Estate plans usually indicate people’s wishes regarding their assets after death. However, specific estate planning tools have other purposes. Certain types of trusts, such as income cap trusts, could help provide individuals with ways to maintain eligibility for long-term Medicaid services, addressing potential issues as they grow older and require unique life settings.
Eligibility for Medicaid usually depends on a person’s monthly income. If this amount exceeds the designated limit, they might lose eligibility. An income cap trust is a tool that allows individuals to retain Medicaid eligibility despite surpassing the income limit. By establishing this trust, the applicant could use the fund for Medicaid long-term care, including allowance for basic needs, boarding as needed, health insurance and other care-related expenses.
Income cap trusts could yield considerable benefits for individuals as they become older.

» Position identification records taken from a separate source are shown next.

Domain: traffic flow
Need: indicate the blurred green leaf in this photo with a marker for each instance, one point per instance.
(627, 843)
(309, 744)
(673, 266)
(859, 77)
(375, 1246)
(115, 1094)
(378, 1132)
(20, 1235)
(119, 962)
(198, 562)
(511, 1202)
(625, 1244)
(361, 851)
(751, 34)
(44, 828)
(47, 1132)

However, this trust is irrevocable. Setting it up requires reliable legal advice to ensure all its terms could address significant aspects of the applicant’s circumstances.
Income cap trusts could have restrictions
Like any trust, income cap trusts have conditions that apply after establishment. The applicant must deposit their income into a bank account created for the trust. Then, the trustee would pay the agreed-upon amount based on Oregon Administrative Rules.
Additionally, these trusts could require the applicant to agree that all remaining funds in the trust after their death would go to the state. Still, terms could vary depending on the situation. In this instance, involving a lawyer could help guarantee the trust’s proper formation to avoid problems in the future.
Income cap trusts might be appropriate for some but not everybody. Still, it is viable for individuals who prefer to retain their Medicaid benefits into elderhood. If it is not a good fit, other trust types could be beneficial based on their needs and preferences.